ECLI:NL:CRVB:2019:4286
Centrale Raad van Beroep
- Hoger beroep
- Rechtspraak.nl
Afwijzing aanvraag bijzondere bijstand door detentie echtgenoot
In deze zaak heeft de Centrale Raad van Beroep op 17 december 2019 uitspraak gedaan in hoger beroep tegen de beslissing van de rechtbank Midden-Nederland. De appellante, die samen met haar echtgenoot sinds 10 februari 2010 bijstand ontvangt, had een aanvraag ingediend voor bijzondere bijstand ter compensatie van een inkomstenterugval. Dit was het gevolg van een verlaging van de bijstandsnorm naar 50% voor gehuwden met één kostendeler, omdat haar echtgenoot sinds 15 september 2016 in detentie verbleef. Het college van burgemeester en wethouders van Huizen had de aanvraag om bijzondere bijstand afgewezen, wat door de rechtbank werd bevestigd.
De Centrale Raad van Beroep heeft de aangevallen uitspraak van de rechtbank bevestigd.
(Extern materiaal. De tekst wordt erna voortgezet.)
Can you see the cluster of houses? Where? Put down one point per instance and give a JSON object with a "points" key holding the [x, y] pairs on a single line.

De Raad oordeelde dat de aanvraag van appellante in wezen gericht was op het verkrijgen van bijstand voor de algemeen noodzakelijke kosten van het bestaan, wat niet de bedoeling is van bijzondere bijstand. Bijzondere bijstand is bedoeld voor andere kosten dan de algemene bestaanskosten. De Raad heeft eerder in vergelijkbare uitspraken benadrukt dat er een strikt onderscheid bestaat tussen algemene en bijzondere bijstand. De omstandigheid dat de echtgenoot van appellante gedetineerd was, verandert hier niets aan. De Raad concludeert dat het college de aanvraag terecht heeft afgewezen en dat het hoger beroep van appellante niet slaagt. Er is geen aanleiding voor een veroordeling in de proceskosten.